Nachdenkliches · Kurzgeschichten
Er war Ende November pensioniert worden. Sie wussten beide, dass dies eine neue Ära in ihrer Ehe einläuten würde. Sie hätte sich gerne etwas darauf vorbereitet.
„Das geht doch nicht,“ hatte er gesagt, „das muss man wachsen lassen, sehen, was entsteht.“
„Wie du meinst,“ hatte sie geantwortet, nicht sehr überzeugt.
„Wie geht es euch in eurer neuen Situation,“ hatten die Freundinnen schon nach wenigen Wochen gefragt, man weiss ja, dass da nochmals sehr vieles neu erfunden werden muss.
„Das kann ich noch nicht sagen, die Adventszeit, die Vorbereitungen auf Weihnachten, das ist ja jedes Jahr etwas speziell und das machen wir nun eben zu zweit.“
Das war im Dezember gewesen, jetzt war Februar. Februar, ganz normaler Alltag. Sie hatte es genossen, sich über die Festtage von ihm kulinarisch verwöhnen zu lassen, er hatte mit Begeisterung für die verschiedensten Gäste gekocht, hatte sich in den berechtigten Komplimenten gesonnt. Er hatte ihr die Arbeit in der Küche abgenommen und erst jetzt begann sie zu begreifen, dass er ihr klammheimlich ihren langjährigen Arbeitsplatz weggenommen und selber besetzt hatte. Noch immer wurde sie täglich mit Mehrgang-Menüs beglückt, die, zugegeben, beinahe schmeckten wie in einem Haubenrestaurant. Auch den Einkauf für die Nahrungsmittel hatte er ihr abgenommen, der machte ihm ganz besonders Spass.
„Ist doch toll,“ meinten die Freundinnen, „dann seid ihr nun eben Beide pensioniert, er von seinem Job, du von einem Teil deiner Hausarbeit. Freu dich doch!“
Aber sie freute sich nicht.
Sie hatte sich ein Familienleben lang Mühe gegeben, ihren Mann, die beiden Söhne und sich selbst in jeder Beziehung bewusst zu ernähren, was, wie jede Hausfrau weiss, recht anspruchsvoll sein kann. Besonders, wenn das Resultat dem Geschmack einer anspruchsvollen Familie genügen muss. Wie hatte sie sich den Kopf zerbrochen, schmackhaft, saisongerecht, gesund und nahrhaft, trotzdem aber möglichst kalorienarm zu kochen.
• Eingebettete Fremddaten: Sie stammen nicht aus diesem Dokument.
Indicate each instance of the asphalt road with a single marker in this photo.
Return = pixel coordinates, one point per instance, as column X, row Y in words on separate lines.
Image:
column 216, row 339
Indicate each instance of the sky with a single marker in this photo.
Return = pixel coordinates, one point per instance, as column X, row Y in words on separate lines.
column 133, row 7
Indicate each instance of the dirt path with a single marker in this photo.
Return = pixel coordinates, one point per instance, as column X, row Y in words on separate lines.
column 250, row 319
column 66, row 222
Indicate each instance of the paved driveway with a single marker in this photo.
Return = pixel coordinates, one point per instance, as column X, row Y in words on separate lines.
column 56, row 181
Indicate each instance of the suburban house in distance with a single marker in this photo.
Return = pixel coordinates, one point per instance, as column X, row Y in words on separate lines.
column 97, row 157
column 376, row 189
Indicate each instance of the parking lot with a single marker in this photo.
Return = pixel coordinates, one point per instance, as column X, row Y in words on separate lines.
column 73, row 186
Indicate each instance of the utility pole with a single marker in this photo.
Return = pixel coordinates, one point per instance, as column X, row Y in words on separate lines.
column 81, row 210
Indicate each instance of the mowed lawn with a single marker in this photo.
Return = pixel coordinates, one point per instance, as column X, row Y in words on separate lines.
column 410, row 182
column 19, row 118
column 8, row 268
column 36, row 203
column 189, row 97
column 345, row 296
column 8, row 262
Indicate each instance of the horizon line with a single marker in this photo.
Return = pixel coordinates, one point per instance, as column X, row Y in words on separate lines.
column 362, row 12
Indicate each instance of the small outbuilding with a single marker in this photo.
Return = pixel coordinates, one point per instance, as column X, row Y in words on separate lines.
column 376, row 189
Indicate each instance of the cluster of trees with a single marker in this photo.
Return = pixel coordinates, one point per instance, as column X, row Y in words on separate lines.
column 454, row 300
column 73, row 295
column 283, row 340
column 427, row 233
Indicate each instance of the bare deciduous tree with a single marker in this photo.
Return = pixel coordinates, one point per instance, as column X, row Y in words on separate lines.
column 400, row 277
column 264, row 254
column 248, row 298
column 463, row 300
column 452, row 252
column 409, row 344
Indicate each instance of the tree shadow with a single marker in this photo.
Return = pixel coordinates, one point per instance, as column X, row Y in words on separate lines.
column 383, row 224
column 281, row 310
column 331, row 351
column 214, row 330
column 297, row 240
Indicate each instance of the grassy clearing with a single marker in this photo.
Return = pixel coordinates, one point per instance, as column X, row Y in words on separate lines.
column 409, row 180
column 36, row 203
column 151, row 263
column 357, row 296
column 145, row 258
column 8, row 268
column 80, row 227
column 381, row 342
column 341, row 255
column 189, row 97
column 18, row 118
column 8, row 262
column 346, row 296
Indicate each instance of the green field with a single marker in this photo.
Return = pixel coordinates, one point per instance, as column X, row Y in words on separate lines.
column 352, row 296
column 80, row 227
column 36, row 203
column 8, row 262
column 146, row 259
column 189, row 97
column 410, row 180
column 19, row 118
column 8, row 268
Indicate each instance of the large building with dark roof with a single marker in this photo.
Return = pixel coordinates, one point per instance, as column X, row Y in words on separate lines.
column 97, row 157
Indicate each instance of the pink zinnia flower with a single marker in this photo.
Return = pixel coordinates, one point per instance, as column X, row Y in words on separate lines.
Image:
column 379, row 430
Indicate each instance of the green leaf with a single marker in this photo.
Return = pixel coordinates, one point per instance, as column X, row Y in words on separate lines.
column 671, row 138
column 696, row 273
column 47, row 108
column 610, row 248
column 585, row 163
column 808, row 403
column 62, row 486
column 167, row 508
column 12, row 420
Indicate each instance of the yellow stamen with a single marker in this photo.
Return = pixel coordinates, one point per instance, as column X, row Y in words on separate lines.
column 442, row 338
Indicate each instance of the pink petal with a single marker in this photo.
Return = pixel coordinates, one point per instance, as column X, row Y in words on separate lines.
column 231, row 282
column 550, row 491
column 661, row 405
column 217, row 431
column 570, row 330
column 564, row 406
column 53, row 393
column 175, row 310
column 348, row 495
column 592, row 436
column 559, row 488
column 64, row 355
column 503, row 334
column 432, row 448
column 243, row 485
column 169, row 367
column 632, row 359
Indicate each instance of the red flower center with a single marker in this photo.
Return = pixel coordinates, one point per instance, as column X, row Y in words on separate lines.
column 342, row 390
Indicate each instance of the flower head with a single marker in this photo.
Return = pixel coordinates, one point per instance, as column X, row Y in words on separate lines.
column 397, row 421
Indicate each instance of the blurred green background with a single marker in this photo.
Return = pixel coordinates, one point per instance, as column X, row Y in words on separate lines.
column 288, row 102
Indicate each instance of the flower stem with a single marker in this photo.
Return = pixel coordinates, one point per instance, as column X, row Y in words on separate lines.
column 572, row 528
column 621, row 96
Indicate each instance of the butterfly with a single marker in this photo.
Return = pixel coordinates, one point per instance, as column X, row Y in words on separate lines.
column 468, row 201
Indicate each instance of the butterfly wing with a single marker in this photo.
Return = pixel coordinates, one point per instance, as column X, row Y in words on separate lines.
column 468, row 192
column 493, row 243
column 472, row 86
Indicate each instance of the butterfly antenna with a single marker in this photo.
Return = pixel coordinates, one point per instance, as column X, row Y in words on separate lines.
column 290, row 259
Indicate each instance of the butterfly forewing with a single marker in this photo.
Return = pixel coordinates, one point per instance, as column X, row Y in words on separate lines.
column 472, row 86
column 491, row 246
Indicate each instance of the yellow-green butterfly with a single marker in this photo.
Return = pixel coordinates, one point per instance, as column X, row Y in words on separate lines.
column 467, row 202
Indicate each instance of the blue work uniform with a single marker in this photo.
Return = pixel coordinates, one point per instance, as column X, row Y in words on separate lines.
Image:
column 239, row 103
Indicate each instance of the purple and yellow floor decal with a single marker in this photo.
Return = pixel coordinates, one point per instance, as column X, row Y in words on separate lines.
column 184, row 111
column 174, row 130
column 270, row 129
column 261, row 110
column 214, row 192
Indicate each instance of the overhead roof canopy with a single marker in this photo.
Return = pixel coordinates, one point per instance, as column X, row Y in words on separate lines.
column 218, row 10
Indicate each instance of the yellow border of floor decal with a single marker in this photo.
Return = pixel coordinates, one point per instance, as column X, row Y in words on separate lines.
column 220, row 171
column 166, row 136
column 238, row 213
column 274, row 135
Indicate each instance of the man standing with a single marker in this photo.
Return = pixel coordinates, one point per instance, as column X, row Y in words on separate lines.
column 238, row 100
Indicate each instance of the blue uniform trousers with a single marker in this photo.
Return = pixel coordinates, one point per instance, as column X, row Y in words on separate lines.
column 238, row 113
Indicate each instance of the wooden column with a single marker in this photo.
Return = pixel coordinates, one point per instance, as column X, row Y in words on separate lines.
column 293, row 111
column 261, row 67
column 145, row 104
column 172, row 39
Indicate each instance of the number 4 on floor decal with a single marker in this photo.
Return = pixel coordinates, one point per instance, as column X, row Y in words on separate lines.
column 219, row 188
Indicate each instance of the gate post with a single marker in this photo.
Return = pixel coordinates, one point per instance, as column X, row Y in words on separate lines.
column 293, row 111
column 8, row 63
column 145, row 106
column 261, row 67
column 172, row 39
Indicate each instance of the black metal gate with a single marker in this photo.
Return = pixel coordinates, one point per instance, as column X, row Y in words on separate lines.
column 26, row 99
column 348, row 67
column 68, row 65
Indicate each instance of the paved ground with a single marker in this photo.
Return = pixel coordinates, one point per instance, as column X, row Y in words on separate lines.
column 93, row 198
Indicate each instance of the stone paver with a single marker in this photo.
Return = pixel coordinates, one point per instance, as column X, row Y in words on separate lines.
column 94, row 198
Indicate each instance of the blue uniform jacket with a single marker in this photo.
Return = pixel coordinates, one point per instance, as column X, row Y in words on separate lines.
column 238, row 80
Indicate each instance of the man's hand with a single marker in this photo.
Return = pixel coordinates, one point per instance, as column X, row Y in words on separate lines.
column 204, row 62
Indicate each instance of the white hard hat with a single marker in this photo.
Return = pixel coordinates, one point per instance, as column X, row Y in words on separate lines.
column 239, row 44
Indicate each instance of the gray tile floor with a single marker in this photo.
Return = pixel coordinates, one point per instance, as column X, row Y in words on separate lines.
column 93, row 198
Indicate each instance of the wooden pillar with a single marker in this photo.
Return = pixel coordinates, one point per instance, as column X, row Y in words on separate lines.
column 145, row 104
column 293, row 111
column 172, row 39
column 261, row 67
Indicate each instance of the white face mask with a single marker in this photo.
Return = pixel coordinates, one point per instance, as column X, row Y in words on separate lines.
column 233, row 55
Und nun hatte sie bereits zwei Kilo zugenommen - und ihr Mann, trotz der dringenden Empfehlungen des Hausarztes, drei.
Die Themen am Tisch wurden andere: “Woher kommen denn diese Spargeln im Februar,“ fragte sie kritisch, „aha, aus Mexiko, nicht gerade ökologisch.“
„Aber fast ohne Kalorien. Du hast doch gesagt, dass wir darauf achten sollten. Und die Sauce, finde ich, ist mir wirklich gelungen.“
„Und hat fast keine Kalorien,“ hätte sie beinahe gesagt, aber sie wollte ihn in seinem Glück nicht stören, sie wollte nicht immer die Spielverderberin sein.
Es war auch nicht so, dass er ihr dann die schmutzige Küche und den Abwasch überliess. Sie durfte ein wenig helfen, sie räumte die Geschirrmaschine ein, so wie sie es immer getan hatte, und er ordnete um. Sie stellte das Salz an seinen Platz zurück und er platzierte es dort, wo es ihm praktischer erschien. Vielleicht hatte er ja recht, schliesslich sah er alles mit ganz frischen Augen.
Nein, sie freute sich nicht. Etwas nagte an ihrem Selbstverständnis als Hausfrau. Da bröckelte seit einiger Zeit immer mehr ab. Es hatte mit dem Auszug des älteren Sohnes begonnen, kurz darauf mit jenem des jüngeren. Das hatte sie verkraftet, das musste so sein, dass die Kinder erwachsen und selbständig werden, zu dieser Selbständigkeit erzieht man sie.
Dass ihr nun aber ungefragt ein weiteres, ihr wichtiges Arbeitsfeld, die Küche, einfach so entzogen wurde, das würde sie nicht zulassen. Da musste sie sich mit ihrem neu pensionierten Ehemann zusammen raufen, Spielverderberin hin oder her. Da mussten Kompromisse gefunden, neue Spielregeln aufgestellt werden.
Das Thema musste auf den Tisch, noch heute.